As stated by Arel in the “Turkish Musical Theory Courses (1993),” the 24 unequal interval system obtained by the transposition of special fifths and fourths, which are useful for the scale formation, to all tones of the maqam scale named “Kürdîli Çargâh” by Arel (created with the addition of the Bûselik fourth to the Çargâh fifth) and 11 fifths starting from the Çargâh fret to a high-pitched voice, and 12 fourths starting again from this tone to a high-pitched voice, was generally accepted as the best system that could be used to express Turkish music. In this sense, it has overshadowed Safiyüddin’s system and many other system proposals that have been put forward after it.
The 24-fret system in question has been used in Turkish music for decades. However, studies conducted by researchers in the 21st century, which we discussed under the title of “related studies,” show that there are differences between this system used in Turkish music education and their performances. Furthermore, in the system, the fact that the frets in some semitone and whole-tone intervals are not in the other semitone and whole-tone intervals and the emergence of non-system tones by the transposition of special fourths, which are of great importance in Turkish music, to some frets are also among the reasons leading to the questioning of the system.
For these reasons, Arel-Ezgi-Uzdilek’s tone system was discussed in our study and examined in two different ways. Our study does not claim to introduce a new tone system but attempts to follow the path of Arel to show all the frets that can be obtained in this tone system. This study has been conducted not because we believe that the Turkish music tone system can be determined in this way, but because we want to discover and show the end of the path that we think has been left incomplete.

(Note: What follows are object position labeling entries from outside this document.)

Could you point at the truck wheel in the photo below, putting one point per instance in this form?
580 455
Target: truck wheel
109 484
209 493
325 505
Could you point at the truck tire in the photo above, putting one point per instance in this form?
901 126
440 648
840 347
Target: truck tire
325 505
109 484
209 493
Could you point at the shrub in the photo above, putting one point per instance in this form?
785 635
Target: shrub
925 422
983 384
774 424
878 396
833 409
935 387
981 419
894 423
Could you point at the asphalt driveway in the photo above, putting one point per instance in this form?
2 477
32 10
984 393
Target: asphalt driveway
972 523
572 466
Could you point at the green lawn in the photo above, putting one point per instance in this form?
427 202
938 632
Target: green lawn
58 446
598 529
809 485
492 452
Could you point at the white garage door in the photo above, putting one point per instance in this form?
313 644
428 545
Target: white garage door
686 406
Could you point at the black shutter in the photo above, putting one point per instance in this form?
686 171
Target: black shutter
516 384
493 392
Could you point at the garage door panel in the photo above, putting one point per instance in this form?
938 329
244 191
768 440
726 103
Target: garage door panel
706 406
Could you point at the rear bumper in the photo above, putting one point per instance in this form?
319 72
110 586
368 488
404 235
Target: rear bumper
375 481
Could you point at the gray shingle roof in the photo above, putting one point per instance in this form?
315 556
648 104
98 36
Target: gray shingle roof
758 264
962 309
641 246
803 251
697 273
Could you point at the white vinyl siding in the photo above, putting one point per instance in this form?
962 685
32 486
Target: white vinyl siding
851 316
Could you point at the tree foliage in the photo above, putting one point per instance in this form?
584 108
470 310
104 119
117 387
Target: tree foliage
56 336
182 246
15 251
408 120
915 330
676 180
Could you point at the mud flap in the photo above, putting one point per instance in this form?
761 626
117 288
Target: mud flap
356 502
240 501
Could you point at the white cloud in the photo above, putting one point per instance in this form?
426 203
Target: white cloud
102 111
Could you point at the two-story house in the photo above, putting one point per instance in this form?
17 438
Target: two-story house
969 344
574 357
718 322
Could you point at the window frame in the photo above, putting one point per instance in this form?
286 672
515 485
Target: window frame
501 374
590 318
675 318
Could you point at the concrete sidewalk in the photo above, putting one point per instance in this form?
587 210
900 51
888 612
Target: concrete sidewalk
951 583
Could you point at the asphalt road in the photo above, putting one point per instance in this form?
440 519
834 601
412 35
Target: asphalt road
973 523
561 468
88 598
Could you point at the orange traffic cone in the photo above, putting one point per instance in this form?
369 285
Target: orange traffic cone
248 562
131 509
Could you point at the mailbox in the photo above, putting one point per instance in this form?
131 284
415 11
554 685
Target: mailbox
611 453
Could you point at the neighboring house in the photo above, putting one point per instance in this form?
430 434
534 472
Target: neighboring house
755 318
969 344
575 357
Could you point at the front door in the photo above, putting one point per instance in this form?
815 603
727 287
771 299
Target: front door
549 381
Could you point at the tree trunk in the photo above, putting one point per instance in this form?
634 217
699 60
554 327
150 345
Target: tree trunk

Accordingly, Arel’s chain of fourths was discussed first. The new frets emerging through continuing the cycle completed in the twelfth step from where it was left were noted and continued until the “do” tone, which is the beginning tone of the cycle in the fifty-third step, was regained. Since the same data were obtained by maintaining the fifths instead of the fourths, the chain of fifths was not included additionally.
Afterward, the process of the transposition of special fourths, which is the second way in which Arel provided his system, was discussed. The fourths transposed to the tones of a single scale by Arel were transposed to all the frets in the system, and the resulting frets were noted. In the next step, the fourths were also transposed to the new frets noted, and the transposition process was completed when it became clear that no new fret would emerge. Thus, the same conclusion was reached both by maintaining the chain of fourths and by the transposition of special fourths to all the frets. As a result of the study, by using different methods, it was once again demonstrated that the 24-fret system in question is insufficient to express Turkish music fully.
The said system leaves an incomplete impression both in terms of the repetition number of the chain of fourths/fifths and the transposition of special fourths and fifths. The chain was completed before all the frets used in practice were determined. On the other hand, Arel regards the frets that emerge only by the transposition of special fourths, the importance of which he emphasizes, to a certain scale as sufficient. His transpositions are not based on the Çargâh scale, which he accepts as the main scale, but on a scale called ‘Kürdîli Çargâh.’ Thus, by transposing the Uşşak fifth to the Kürdî fret instead of Bûselik, he both proves the Dik Bûselik fret obtained with the chain of fourths and prevents the non-system “Do#1” fret, which will emerge with a Hicaz fourth to be written on the Bûselik fret. Furthermore, as seen from the various technical analysis studies that we shared in the “related studies” section, the frets that are present in performance but not in Arel’s system are needed.